Mount St. Helens or bust


Seven months ago, Jen and I bought permits to hike up Mount St. Helens in southern Washington on Labor Day. Little did we know it would be raining all weekend. Fortunately, there were still permits available for the next day and the forecast was for clear skies.

After spending the long weekend waiting out the weather with relatives in Portland, Ore., we rose early on the morning of our hike and drove to Cougar, Wash., to pick up our permits and sign the register at the Lone Fir Resort. From there it was a quick drive to the trailhead at Climbers Bivouac.


The route up Mount St.
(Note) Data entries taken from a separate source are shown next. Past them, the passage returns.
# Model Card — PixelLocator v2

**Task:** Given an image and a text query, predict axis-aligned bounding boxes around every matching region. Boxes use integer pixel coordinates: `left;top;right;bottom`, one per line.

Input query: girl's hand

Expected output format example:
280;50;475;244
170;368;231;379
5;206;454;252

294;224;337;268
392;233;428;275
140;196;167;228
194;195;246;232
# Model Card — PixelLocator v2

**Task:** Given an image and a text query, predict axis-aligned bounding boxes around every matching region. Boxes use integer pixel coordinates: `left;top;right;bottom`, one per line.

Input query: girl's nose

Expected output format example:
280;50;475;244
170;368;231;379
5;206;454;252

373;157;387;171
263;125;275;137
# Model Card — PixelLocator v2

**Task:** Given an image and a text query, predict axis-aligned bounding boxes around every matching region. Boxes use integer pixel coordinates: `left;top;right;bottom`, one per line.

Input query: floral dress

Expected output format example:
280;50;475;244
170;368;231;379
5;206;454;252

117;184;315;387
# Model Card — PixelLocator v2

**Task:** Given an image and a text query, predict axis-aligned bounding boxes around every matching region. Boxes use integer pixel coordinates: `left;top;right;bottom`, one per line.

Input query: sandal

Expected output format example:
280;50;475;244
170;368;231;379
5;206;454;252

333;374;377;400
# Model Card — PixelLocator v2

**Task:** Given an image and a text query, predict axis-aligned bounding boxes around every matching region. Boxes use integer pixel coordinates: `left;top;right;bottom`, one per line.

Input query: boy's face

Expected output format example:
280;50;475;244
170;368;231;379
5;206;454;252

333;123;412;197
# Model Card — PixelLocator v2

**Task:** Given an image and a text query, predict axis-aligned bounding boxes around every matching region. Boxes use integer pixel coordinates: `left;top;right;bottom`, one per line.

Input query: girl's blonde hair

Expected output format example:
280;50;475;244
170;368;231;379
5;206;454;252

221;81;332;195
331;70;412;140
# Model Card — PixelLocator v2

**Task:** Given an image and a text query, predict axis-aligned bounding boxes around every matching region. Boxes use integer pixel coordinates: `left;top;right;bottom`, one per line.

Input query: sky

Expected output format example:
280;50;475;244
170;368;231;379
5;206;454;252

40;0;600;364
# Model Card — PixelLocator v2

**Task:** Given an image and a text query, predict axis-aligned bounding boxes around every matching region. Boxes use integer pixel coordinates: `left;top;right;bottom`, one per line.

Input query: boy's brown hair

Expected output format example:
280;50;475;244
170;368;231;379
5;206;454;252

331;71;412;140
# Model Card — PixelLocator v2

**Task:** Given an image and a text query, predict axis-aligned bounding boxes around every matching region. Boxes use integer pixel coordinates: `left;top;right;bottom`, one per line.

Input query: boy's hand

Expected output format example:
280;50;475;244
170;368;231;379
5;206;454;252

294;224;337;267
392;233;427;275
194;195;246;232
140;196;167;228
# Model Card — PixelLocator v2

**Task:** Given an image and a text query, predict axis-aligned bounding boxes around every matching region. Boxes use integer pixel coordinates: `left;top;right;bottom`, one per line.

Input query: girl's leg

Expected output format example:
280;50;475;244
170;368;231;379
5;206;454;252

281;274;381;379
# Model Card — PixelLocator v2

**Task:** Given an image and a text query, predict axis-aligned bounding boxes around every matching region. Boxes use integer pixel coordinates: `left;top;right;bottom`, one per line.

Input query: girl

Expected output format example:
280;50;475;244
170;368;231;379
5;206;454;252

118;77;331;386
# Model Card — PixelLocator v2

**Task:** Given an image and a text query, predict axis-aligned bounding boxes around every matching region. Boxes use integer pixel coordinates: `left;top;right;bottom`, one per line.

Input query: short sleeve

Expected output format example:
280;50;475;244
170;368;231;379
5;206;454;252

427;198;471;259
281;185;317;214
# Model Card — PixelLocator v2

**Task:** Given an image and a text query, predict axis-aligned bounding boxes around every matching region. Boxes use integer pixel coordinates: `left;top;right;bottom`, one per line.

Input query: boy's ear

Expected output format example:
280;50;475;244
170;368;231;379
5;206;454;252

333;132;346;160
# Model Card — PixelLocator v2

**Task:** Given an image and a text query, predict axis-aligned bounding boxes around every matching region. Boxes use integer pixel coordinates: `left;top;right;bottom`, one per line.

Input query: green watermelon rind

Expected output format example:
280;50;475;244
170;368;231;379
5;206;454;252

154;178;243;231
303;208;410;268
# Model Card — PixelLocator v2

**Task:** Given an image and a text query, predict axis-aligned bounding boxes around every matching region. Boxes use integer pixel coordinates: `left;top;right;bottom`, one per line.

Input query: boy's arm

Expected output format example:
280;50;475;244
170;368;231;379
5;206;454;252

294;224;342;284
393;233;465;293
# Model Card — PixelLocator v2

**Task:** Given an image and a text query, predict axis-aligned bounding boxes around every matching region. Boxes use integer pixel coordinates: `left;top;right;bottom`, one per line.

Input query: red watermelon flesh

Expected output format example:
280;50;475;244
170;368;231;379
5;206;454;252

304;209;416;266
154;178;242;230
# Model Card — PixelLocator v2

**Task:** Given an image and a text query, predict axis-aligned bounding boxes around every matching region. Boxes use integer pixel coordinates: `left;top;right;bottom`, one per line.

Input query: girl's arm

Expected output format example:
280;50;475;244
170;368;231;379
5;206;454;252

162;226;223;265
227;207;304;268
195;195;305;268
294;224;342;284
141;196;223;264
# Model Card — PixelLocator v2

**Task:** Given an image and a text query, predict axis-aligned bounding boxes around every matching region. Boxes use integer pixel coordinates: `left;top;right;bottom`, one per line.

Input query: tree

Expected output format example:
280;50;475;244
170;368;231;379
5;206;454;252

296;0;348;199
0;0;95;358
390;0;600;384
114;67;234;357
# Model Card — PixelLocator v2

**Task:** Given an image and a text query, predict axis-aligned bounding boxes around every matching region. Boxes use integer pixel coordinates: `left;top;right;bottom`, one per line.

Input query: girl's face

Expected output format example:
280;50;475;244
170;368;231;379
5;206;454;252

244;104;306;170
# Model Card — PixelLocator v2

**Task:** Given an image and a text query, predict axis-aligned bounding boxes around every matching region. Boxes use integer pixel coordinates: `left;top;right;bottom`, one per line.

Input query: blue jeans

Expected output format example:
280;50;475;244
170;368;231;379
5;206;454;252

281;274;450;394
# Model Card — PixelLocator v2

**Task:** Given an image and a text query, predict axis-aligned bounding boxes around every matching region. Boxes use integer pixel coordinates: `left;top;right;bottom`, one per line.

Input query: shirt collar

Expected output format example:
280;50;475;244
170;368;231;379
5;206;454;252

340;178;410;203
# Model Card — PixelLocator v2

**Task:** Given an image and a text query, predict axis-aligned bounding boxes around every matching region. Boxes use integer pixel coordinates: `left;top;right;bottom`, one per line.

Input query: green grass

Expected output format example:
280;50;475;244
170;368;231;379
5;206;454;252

Helens is fairly steep, ascending about 4,500 feet in five miles. The first two miles are on a shady trail that rises about 1,000 feet through the forest to timberline. Once out of the woods, the real work begins as the hike climbs 3,500 feet over three miles to the crater rim. The trail fades and becomes rough as you scramble Monitor Ridge's boulder fields, following wooden posts about two miles and 2,200 feet up. The final mile and 1,300 feet of elevation gain are through loose pumice, ash and, in our case, snow from the previous days' storms. The powder wasn't much of a problem - there was only a few inches and earlier hikers had pretty much cleared a path to the crater rim.


From the rim, you look about 2,000 feet down on the steaming lava dome. To the north are Spirit Lake and Mount Rainier. The peaks of North Cascades National Park stand to the northeast, Mount Adams to the east and Mount Hood to the south.

After spending about 45 minutes at the top snapping pictures and eating lunch, we made our way down. The descent went much quicker, as it was easier to navigate the boulders by looking down from above. After returning to Cougar to sign out, we sped back to Portland, arriving in time for dinner.

Permits are required year-round for hiking above 4,800 feet on Mount St. Helens; only 100 are issued each day from May 15 to Oct. 31. The Mount St. Helens Institute has more information, including the fee structure. Check permit availability here.

See pictures from our trip here and here.

Distance: About 10 miles round trip.

Trailhead: Climbers Bivouac is about 14 miles northeast of Cougar, Wash. Drive about 6 1/2 miles east of Cougar on Highway 503 and Forest Road 90. Turn northwest on Forest Road 83 and follow it about three miles to Forest Road 81. Turn northwest on FR81 and drive two miles. Turn northeast on Forest Road 830 and continue 2 1/2 miles to the trailhead. All but the final 2 1/2 miles are paved.